If, then, plaintiff is compelled to pay the $4100 claimed, he will have paid nearly $8000 in excess of his agreement. In addition to this, there is no proof that the expenses were authorized as pleaded, none that Anderson, under whose orders and authority defendant Moody claims the expenses were incurred, was authorized or requested by plaintiff to order them or that plaintiff had in any other way made himself liable therefor.

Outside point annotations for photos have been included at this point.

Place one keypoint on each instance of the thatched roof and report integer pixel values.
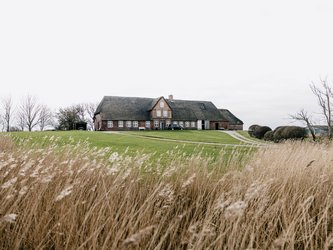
(138, 108)
(194, 110)
(227, 116)
(125, 108)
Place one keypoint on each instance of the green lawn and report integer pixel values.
(142, 142)
(210, 136)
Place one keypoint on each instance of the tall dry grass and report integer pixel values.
(74, 198)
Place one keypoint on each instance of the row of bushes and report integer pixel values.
(279, 134)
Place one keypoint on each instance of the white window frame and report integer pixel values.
(165, 113)
(110, 124)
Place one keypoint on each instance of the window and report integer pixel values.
(110, 124)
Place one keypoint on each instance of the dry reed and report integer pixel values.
(75, 197)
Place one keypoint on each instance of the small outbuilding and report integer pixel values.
(80, 125)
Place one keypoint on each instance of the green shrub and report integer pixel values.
(269, 136)
(252, 129)
(261, 131)
(258, 131)
(289, 132)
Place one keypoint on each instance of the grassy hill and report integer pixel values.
(209, 144)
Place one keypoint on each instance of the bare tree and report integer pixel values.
(90, 110)
(29, 112)
(2, 123)
(45, 117)
(303, 116)
(7, 106)
(20, 123)
(81, 111)
(324, 95)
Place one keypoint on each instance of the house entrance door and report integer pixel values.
(162, 125)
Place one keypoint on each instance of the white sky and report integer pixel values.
(256, 58)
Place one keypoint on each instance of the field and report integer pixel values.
(159, 145)
(59, 193)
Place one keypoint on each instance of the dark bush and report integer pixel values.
(258, 131)
(261, 131)
(252, 129)
(269, 136)
(289, 132)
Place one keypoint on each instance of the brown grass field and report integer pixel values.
(73, 197)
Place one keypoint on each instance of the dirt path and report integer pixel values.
(249, 143)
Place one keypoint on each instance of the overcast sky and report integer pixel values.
(256, 58)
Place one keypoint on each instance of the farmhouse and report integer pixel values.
(136, 113)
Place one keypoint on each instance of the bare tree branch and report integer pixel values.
(324, 95)
(45, 117)
(90, 110)
(29, 112)
(7, 105)
(303, 116)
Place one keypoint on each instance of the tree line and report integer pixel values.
(323, 92)
(29, 114)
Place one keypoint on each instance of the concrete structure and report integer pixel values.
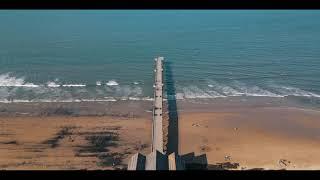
(157, 132)
(156, 160)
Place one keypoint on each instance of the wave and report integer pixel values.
(52, 84)
(293, 91)
(98, 83)
(112, 83)
(224, 89)
(10, 81)
(74, 85)
(253, 90)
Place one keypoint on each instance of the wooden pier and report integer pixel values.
(156, 160)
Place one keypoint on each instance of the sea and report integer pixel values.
(108, 55)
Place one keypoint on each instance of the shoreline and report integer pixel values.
(234, 134)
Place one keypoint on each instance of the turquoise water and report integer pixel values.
(88, 55)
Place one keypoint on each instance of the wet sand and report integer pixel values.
(71, 142)
(234, 134)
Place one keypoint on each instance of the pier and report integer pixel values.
(157, 159)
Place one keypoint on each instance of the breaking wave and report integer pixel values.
(16, 89)
(112, 83)
(10, 81)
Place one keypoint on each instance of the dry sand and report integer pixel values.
(230, 137)
(259, 138)
(71, 142)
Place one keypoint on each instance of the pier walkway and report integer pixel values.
(156, 160)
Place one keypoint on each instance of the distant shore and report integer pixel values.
(235, 133)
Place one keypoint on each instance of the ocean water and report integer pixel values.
(109, 55)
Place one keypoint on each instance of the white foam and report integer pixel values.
(74, 85)
(112, 83)
(134, 98)
(293, 91)
(224, 89)
(9, 81)
(109, 99)
(52, 84)
(192, 92)
(147, 99)
(254, 90)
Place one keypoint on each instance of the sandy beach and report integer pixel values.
(248, 136)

Returning to the primary question in the case, the attack upon the judgment because it directed plaintiff to assign an interest to the defendants upon payment of the amounts adjudged and thus would permit them to receive proceeds from the production on the property, before plaintiff had been fully repaid, we think it perfectly plain from the contract itself and the testimony of the parties as to their understanding of it, that the primary consideration, the dominating provision of the contract for the development was that plaintiff should have the right to look to the proceeds from the block for his payment without diminution or impairment thereof until he had obtained his full cost back.
In the face of these clear provisions and their understanding of them, it does not lie in the mouths of the defendants to claim, that requiring them to pay what they had agreed to pay will work an injustice upon them. The amounts they pay will be credited on the costs and to the extent of that credit, their equity in the property will be increased and their right to begin to share in the proceeds will be by that much hastened.
The judgment appealed from will, therefore, be reformed by striking from it the provision for an assignment of interest upon payment of the sums adjudged, and the provision for a credit to Moody, and by making the judgment provide as to all of the wells what it already provides as to the first two wells, that plaintiff shall execute an assignment to each defendant of a ten percent interest when plaintiff shall have received his full costs from the development and operation of the block, and, as reformed, it will be affirmed.
Reformed and affirmed.
Notes:
As pertinent here, Par. IV of the contract, after making provision for the drilling and completion of two wells, the sums necessary therefor to be advanced by plaintiff and recovered by him from the proceeds of such wells and subsequent wells, provides:
"As to subsequent wells the parties will advance and pay their pro rata part of the drilling, completion, equipment and operation costs and all other costs, and at such time as the producing unit becomes bankable, the parties will negotiate a loan on the producing unit out of which Nonoperator shall be repaid said costs of drilling, completion, equipment, development and operation and all other costs advanced by him. Nonoperator shall have the option of making said production loan, if he so desires."
As material here, Par. IV in effect provides that after a test well is drilled and completed as a producer, at plaintiff's expense, plaintiff will receive the full leasehold proceeds from sales to the pipe line from such test well and any other wells on the producing unit until all costs of exploratory work and leasing the block and all costs of drilling and equipping the test well and such other well or wells paid for by plaintiff thereon have been recovered by him. It further provides "upon completion of the test well as a producer and upon Nonoperator (plaintiff) being repaid his total cost expended on the block, he shall execute an assignment to Ben E. Moody, Sr. and George M. Myer of an undivided 20 per cent of that portion of the leasehold estate originally owned by or assigned to Nonoperator (plaintiff) in the producing unit, subject to the terms of this contract."